Every morning when my daughter Rachel and I are heading to South Coast Plaza for our morning hour of walking, we see at least one cement truck. It does not matter if we take the freeway or city streets, we consistently see at least one. Considering that greater Los Angeles seems to be the concrete capital of the U.S. this isn’t particularly surprising. None the less, it is a bit of a running joke for us.

If you’re familiar with cement trucks, they are pretty big. They’re built for carrying a massive load, and designed to dump it quickly; not in a particularly precise fashion. That said, they are pretty efficient if you just need an undifferentiated 8 cubic yards or 40,000 pounds of concrete.

I think that in the past libraries have approached their information provision much in the same manner as the cement truck – we gave them everything in a huge undifferentiated pile, without even understanding what they may want or need. As we’re not the only information game in town, it is important to customize our approach to help users appreciate and navigate our services. Here are a couple of places where I think we could start.

·         Print collections: In most libraries, our print collections occupy large swaths of floor space, without any signage other than a call number, leaving users with no idea of the wealth of materials at their fingertips. For them, it is as undifferentiated as the pile of cement. Most of today’s users take their cues from retail, be it the local bookstore, grocery store, or large clothing store. All of these are replete with signage and other visual cues that help users navigate the physical space.  Perhaps we should take a cue from the work that is happening at the Arizona State University Libraries where they are experimenting with how they can use their collections as a means of intellectual and strategic engagement. Their white paper “The Future of the Academic Library Print Collection: A Space for Engagement” is quite insightful.

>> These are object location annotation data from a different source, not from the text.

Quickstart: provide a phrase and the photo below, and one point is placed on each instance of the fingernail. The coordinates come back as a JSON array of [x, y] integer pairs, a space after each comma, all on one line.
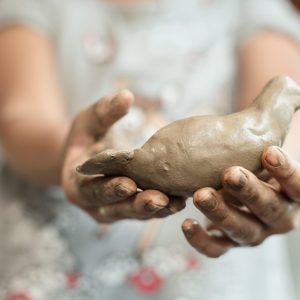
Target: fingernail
[[189, 230], [121, 191], [102, 211], [275, 157], [235, 180], [151, 208], [215, 233], [208, 202]]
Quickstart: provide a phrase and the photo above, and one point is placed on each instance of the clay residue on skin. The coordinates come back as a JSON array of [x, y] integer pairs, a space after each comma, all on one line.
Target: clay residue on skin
[[193, 153]]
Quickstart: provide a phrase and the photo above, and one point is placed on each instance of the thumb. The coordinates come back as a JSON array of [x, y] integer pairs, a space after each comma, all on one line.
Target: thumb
[[284, 169]]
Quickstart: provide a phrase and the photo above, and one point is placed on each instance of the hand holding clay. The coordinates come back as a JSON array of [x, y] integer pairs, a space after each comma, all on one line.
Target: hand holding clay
[[268, 208], [107, 199], [193, 153]]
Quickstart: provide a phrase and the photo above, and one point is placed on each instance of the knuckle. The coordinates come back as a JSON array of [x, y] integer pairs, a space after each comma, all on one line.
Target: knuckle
[[271, 212], [243, 235], [250, 195], [290, 224], [288, 171]]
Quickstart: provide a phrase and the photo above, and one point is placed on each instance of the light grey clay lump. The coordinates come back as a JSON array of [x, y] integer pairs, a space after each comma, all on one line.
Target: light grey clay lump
[[193, 153]]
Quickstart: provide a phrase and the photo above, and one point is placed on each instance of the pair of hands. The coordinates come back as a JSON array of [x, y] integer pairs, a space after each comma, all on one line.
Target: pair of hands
[[243, 213]]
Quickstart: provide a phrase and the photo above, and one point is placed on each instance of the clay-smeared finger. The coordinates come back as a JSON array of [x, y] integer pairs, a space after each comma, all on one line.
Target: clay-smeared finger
[[267, 204], [284, 169], [105, 190], [108, 162], [208, 244], [144, 205], [238, 225], [107, 111], [150, 202]]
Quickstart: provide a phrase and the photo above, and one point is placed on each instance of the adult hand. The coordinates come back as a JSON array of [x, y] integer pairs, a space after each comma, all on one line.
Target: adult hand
[[247, 210], [107, 199]]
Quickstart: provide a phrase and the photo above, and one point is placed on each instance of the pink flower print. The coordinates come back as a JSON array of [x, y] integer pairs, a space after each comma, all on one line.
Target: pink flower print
[[146, 280]]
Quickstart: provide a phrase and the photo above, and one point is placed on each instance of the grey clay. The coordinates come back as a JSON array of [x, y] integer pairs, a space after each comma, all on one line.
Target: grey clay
[[193, 153]]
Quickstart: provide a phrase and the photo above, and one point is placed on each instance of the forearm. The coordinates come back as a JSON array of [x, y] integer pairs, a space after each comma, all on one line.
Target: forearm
[[33, 122]]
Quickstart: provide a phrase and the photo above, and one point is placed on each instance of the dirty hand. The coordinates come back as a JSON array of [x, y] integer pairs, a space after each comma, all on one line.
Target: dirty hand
[[247, 210], [107, 199]]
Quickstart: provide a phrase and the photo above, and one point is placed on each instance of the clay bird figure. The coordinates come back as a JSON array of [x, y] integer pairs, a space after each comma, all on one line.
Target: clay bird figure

·         Reference services: Most academic libraries are still offering some sort of reference service be it in person or online. While the service may be branded as “research help” or “reference”, or “research consultations” the average user still is likely to see this as an undifferentiated service that they do not know what to do with. Perhaps some examples of what “reference” or “research help” means would be helpful. This might include things like “help find peer-reviewed articles for your assignment” or “how to know if sources you find with Google are credible”, or “help finding primary sources”. A poster that I once saw at Dickinson College in PA gives a good example”

·        Database A-Z list:  Almost every academic library has an A-Z list of database that usually runs more than 200 entries. While vendors have made some progress in naming databases, for many users the names are still pretty opaque. There are misleading database names, like “Web of Science” that implies it is only science content even though it contains vast amounts of social science, arts, and humanities content. There are names like “Scopus” or “arXiv” that give the uninitiated not a clue as to their content or use.  Libraries should be providing searchable database descriptions and subject groupings for their databases. Fortunately, this is beginning to happen in at least some libraries.

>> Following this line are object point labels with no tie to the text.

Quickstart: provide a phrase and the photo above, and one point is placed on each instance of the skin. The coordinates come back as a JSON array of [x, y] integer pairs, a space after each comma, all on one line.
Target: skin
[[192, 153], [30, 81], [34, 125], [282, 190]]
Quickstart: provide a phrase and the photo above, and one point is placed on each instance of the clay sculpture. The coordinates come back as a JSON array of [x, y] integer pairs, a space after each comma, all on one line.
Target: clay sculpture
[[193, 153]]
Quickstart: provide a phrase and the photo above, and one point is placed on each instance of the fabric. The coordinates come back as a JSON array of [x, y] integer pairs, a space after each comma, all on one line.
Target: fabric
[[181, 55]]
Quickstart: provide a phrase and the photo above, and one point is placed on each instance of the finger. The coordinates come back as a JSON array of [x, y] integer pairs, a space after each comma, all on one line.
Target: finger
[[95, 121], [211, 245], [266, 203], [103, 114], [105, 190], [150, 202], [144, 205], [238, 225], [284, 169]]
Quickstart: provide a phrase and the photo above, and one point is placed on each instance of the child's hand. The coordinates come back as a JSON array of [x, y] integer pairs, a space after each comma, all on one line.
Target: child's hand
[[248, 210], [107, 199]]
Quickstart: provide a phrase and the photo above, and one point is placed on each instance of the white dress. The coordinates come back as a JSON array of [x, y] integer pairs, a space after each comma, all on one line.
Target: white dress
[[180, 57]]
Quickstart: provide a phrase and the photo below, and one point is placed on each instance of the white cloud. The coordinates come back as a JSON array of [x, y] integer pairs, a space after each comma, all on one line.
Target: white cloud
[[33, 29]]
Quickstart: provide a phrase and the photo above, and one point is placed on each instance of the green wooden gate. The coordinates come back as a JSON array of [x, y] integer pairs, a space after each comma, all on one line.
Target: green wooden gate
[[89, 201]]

·         Microfilm, Government Documents, Maps:  In large research libraries, microfilm, government documents, and maps fall into the undifferentiated category that most users ignore. Microfilm is the most problematic, not only because it is a difficult to use format, but library collections of microform typically have no coherent collection structure. The cabinets will have a mix of journals, monographs, reports, and dissertations. It isn’t easy to help users see this mass in any way that would prompt them to use its resources. Likewise, maps and government documents are not arranged in ways that invite use. Government documents are often as opaque as the government itself can be and libraries have increasingly eliminated government documents reference services, leaving large collections of documents as an unnavigable block. Perhaps better signage or ways to visually display the content might help users find these intellectually rich treasures.


Google, as well as our library discovery systems, also resemble the cement truck and the imprecise dump of data. A search on Google for “global warming” yields 112 million results and in a discovery system like the Cal State University Libraries Ex Libris Primo, about 1.1 million hits. It is little wonder that users are frustrated and do not go beyond the first page or two or results. What are users expected to do with that much data, especially when some of it does not seem to relate at all to the search query?

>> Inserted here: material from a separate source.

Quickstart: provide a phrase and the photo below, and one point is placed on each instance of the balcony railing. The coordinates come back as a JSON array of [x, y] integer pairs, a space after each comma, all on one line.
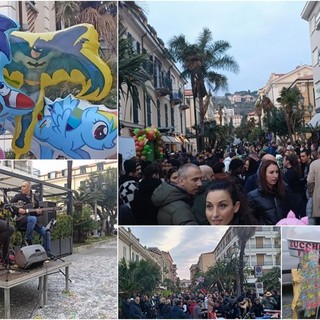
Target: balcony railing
[[176, 98], [162, 85]]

Google attempts adds some structured resources that might help the users in parsing the search results. These are things like showcasing articles from Wikipedia, spotlighting some images, and creating a “Top Stories” section. While these can be helpful, the users are still faced with 112 million hits and no way to really sort them, or to filter them in a way that is useful.

Library discovery systems are somewhat better as they offer fielded searching and a set of filters that allow users to narrow down the results. Even so, the results are still confusing in that the user often cannot understand, based on their search query, why these particular results are on the screen.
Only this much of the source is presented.